Avec cette décision, la dette bancaire validée à ce stade atteint désormais environ 161,5 millions de dirhams. Le montant est répartis entre la Banque Populaire (67 MDH), Société Générale Maroc (38 MDH), Attijariwafa Bank (20 MDH, montant contesté en appel) et Bank of Africa (36,5 MDH).
Au-delà des banques, le passif d’Oulad Zerrad reste dominé par les créanciers publics, notamment l’administration fiscale (environ 182 MDH) et la CNSS (près de 30 MDH), dont les créances ont été admises à titre privilégié.
L’entreprise, initialement placée en liquidation judiciaire, bénéficie aujourd’hui d’un plan de continuation sur dix ans, prévoyant un rééchelonnement de ses dettes selon le rang des créanciers.

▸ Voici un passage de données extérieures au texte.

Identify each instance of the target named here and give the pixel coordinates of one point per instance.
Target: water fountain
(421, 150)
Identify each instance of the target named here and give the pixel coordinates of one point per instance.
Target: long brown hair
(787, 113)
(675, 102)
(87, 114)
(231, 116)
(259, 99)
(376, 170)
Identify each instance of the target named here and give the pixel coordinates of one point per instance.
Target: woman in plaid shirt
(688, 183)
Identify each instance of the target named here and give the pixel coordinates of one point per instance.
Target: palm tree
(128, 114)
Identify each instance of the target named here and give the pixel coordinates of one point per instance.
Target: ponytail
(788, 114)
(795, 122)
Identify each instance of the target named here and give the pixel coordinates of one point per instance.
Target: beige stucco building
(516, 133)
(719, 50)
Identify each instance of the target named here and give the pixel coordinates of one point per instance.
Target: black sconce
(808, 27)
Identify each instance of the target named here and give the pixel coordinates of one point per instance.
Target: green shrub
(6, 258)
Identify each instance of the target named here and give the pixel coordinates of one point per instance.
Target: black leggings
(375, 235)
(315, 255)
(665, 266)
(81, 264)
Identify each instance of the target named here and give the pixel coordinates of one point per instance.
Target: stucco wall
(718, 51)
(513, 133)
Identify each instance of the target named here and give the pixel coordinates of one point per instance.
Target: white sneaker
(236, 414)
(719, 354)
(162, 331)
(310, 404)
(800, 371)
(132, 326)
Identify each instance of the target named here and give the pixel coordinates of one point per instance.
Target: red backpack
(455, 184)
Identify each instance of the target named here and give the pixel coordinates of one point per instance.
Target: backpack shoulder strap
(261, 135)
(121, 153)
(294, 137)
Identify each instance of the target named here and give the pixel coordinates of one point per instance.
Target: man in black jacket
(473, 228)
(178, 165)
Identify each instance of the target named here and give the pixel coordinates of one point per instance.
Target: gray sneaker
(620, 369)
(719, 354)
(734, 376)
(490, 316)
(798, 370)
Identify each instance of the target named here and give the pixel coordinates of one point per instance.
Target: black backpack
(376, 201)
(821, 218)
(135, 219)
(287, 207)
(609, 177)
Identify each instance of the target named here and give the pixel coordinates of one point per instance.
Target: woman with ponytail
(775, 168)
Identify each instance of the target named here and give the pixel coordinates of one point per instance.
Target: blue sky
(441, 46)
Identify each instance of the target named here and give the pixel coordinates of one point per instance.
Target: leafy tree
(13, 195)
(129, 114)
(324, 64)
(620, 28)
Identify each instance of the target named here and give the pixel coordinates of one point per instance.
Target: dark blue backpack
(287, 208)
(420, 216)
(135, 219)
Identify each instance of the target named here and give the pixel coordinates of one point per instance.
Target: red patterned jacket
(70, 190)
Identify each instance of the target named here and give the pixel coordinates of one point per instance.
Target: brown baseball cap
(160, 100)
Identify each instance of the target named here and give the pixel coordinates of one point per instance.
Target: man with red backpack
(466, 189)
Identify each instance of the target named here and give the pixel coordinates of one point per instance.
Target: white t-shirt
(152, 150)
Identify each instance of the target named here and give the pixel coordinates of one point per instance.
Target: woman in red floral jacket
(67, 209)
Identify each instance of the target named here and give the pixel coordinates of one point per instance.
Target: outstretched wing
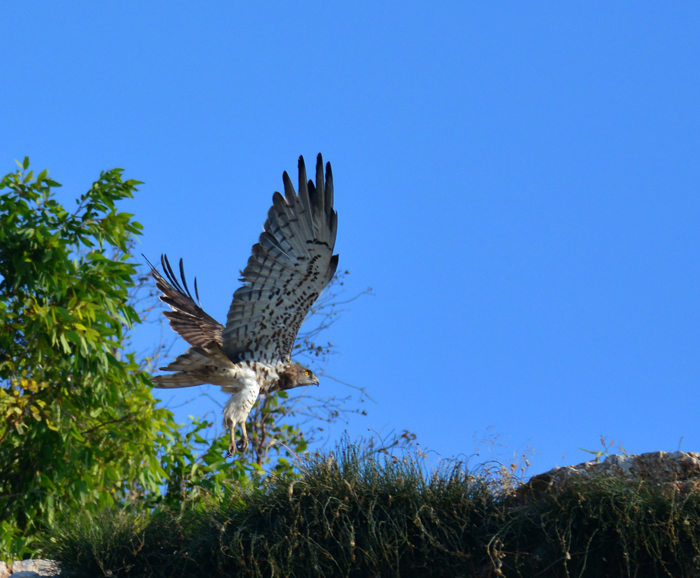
(187, 316)
(290, 265)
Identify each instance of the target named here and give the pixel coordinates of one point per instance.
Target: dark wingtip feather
(302, 174)
(328, 193)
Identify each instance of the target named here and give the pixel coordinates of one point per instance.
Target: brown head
(296, 375)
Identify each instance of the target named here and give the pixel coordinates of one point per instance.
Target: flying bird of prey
(289, 267)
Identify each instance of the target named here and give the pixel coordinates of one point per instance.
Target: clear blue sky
(518, 182)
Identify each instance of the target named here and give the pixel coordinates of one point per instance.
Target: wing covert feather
(187, 317)
(288, 269)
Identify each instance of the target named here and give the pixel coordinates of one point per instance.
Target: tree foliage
(79, 427)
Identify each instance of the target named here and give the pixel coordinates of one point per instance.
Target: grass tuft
(358, 514)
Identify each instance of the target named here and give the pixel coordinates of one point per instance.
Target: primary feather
(288, 269)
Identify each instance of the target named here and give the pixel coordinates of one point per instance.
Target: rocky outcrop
(678, 472)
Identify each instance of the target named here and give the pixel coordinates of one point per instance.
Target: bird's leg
(232, 444)
(242, 445)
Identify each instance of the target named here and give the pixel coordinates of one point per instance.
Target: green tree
(79, 427)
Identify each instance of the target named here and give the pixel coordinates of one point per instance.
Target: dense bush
(358, 514)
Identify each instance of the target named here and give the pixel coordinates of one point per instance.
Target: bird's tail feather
(176, 380)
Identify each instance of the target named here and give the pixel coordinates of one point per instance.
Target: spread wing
(187, 316)
(291, 264)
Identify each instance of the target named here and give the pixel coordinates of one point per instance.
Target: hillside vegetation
(361, 514)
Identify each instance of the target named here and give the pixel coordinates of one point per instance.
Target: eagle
(289, 267)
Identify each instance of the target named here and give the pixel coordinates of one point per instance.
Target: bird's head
(295, 376)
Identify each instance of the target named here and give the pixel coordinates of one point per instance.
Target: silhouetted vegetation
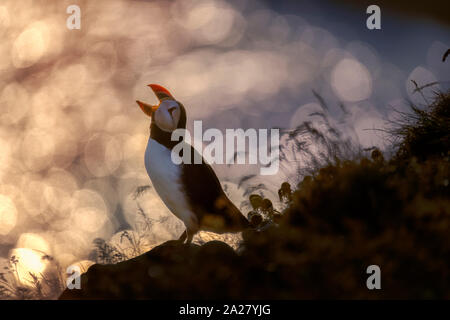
(340, 218)
(47, 285)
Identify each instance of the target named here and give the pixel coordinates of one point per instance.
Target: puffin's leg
(183, 236)
(190, 235)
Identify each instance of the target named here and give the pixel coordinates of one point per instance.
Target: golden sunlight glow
(8, 215)
(102, 155)
(89, 211)
(28, 47)
(33, 241)
(29, 261)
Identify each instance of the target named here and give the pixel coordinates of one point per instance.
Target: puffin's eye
(171, 109)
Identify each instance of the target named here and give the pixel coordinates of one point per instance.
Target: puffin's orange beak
(161, 92)
(147, 108)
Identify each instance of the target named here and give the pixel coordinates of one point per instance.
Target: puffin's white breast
(166, 179)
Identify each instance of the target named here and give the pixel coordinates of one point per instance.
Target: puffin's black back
(206, 197)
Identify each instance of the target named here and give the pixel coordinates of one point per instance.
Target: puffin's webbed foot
(183, 237)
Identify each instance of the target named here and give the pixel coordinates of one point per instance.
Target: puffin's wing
(206, 196)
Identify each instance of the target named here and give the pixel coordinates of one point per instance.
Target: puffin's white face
(167, 115)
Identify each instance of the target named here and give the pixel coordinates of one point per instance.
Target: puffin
(191, 191)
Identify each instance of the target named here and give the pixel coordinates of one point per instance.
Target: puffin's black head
(167, 116)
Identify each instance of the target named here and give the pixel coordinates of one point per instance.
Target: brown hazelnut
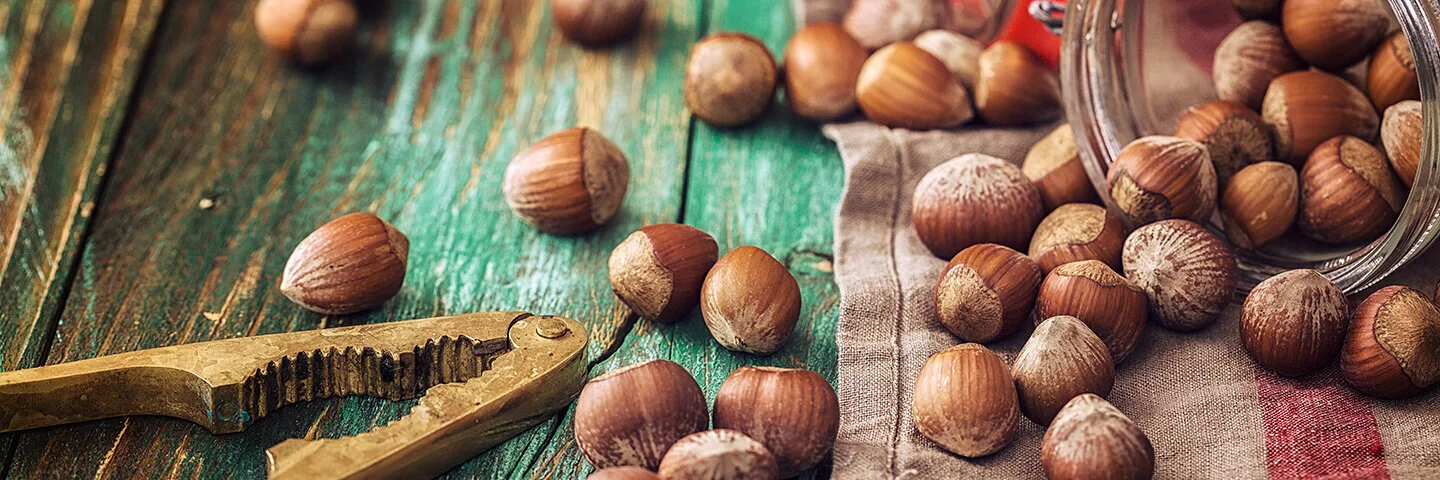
(1187, 273)
(1162, 178)
(1308, 108)
(730, 80)
(307, 32)
(906, 87)
(750, 301)
(1015, 87)
(631, 415)
(1090, 438)
(1393, 346)
(794, 412)
(965, 401)
(1260, 203)
(1293, 323)
(975, 199)
(657, 271)
(1249, 59)
(1335, 33)
(1060, 361)
(985, 293)
(719, 454)
(1348, 192)
(1054, 166)
(568, 183)
(1231, 133)
(1074, 232)
(1112, 306)
(821, 68)
(350, 264)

L’histoire entre Oulad Zerrad et les banques ne se résume pas aux vérifications des créances. Selon nos informations, l’opérateur BTP, un des plus importants au Maroc, a attaqué des établissements en justice pour faute bancaire. On cite le cas d’une action dirigée contre BoA, qui a été rejetée en 2024 par le tribunal de commerce. Une demande simialaire visant Saham Bank a également debouché sur un rejet. Le dossier a été jugé en mai 2025.